Reinforced Generation of Combinatorial Structures: Hardness of Approximation

Can AI based methods help us make advances in complexity theory? We provide evidence towards answering this in the affirmative, using AlphaEvolve (an LLM code mutation agent) to obtain new results in three settings: a) We improve a recent result of Kunisky and Yu to obtain near-optimal upper and (conditional) lower bounds on certification algorithms for MAX-CUT and MAX-Independent Set on random 3- and 4-regular graphs.
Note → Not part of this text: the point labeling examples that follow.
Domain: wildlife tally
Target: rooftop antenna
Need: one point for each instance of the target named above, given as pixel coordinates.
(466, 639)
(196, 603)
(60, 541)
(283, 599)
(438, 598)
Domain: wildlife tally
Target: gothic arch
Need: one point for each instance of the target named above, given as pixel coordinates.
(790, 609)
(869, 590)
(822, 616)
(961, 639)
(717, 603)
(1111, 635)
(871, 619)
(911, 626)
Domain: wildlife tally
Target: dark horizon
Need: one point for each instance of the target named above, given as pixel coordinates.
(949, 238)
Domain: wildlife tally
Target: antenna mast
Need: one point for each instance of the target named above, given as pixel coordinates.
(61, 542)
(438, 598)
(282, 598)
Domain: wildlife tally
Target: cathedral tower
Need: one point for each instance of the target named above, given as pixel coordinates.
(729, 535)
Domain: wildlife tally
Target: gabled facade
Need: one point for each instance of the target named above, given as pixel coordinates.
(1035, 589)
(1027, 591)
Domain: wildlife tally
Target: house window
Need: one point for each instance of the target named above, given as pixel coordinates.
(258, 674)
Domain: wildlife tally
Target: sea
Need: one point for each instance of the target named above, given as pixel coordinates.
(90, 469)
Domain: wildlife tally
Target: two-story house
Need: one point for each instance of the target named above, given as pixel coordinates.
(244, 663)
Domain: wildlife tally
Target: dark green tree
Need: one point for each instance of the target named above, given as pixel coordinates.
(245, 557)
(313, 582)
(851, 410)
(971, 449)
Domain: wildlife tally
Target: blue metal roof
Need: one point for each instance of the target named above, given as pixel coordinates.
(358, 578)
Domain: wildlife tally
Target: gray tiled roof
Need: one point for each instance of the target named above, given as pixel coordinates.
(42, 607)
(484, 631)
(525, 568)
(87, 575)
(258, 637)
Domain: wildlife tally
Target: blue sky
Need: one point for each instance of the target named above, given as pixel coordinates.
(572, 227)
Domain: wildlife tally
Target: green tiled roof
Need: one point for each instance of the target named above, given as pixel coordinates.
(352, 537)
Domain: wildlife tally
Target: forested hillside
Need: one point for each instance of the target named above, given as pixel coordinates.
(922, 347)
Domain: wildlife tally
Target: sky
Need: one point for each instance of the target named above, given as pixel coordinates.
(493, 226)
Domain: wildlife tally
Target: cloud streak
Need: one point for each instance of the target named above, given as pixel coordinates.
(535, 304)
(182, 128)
Our improved lower bounds are obtained by constructing nearly extremal Ramanujan graphs on as many as $163$ vertices, and our upper bounds are obtained via analytical arguments. b) We obtain new inapproximability results for MAX-4-CUT and MAX-3-CUT, proving that it is NP-hard to approximate them within factors of $0.987$ and $0.9649$ respectively, using AlphaEvolve to discover new gadget reductions. Our MAX-4-CUT result improves upon the SOTA of $0.9883$, and our MAX-3-CUT result improves on the current best gadget-based inapproximability result of $0.9853$, but falls short of the SOTA of $16/17$ that relies on a custom PCP (rather than a reduction from ``standard'' Håstad-style PCPs). c) Inapproximability for the metric Traveling Salesman Problem (TSP): We show that it is NP-hard to approximate the minimum cost tour within a factor of $111/110$ using AlphaEvolve to discover a new gadget, thus improving the SOTA of $117/116$. Along the way, we provide new modular soundness and completeness arguments that can be of independent interest. A key technical challenge we faced: verifying a candidate construction produced by AlphaEvolve is costly (sometimes requiring time exponential in the size of the construction). We used AlphaEvolve itself to evolve the verification procedure to be faster (sometimes by $10,000\times$ for our gadgets). Our results suggest that gadget based proofs would benefit from a pass through AI-based tools to obtain stronger results.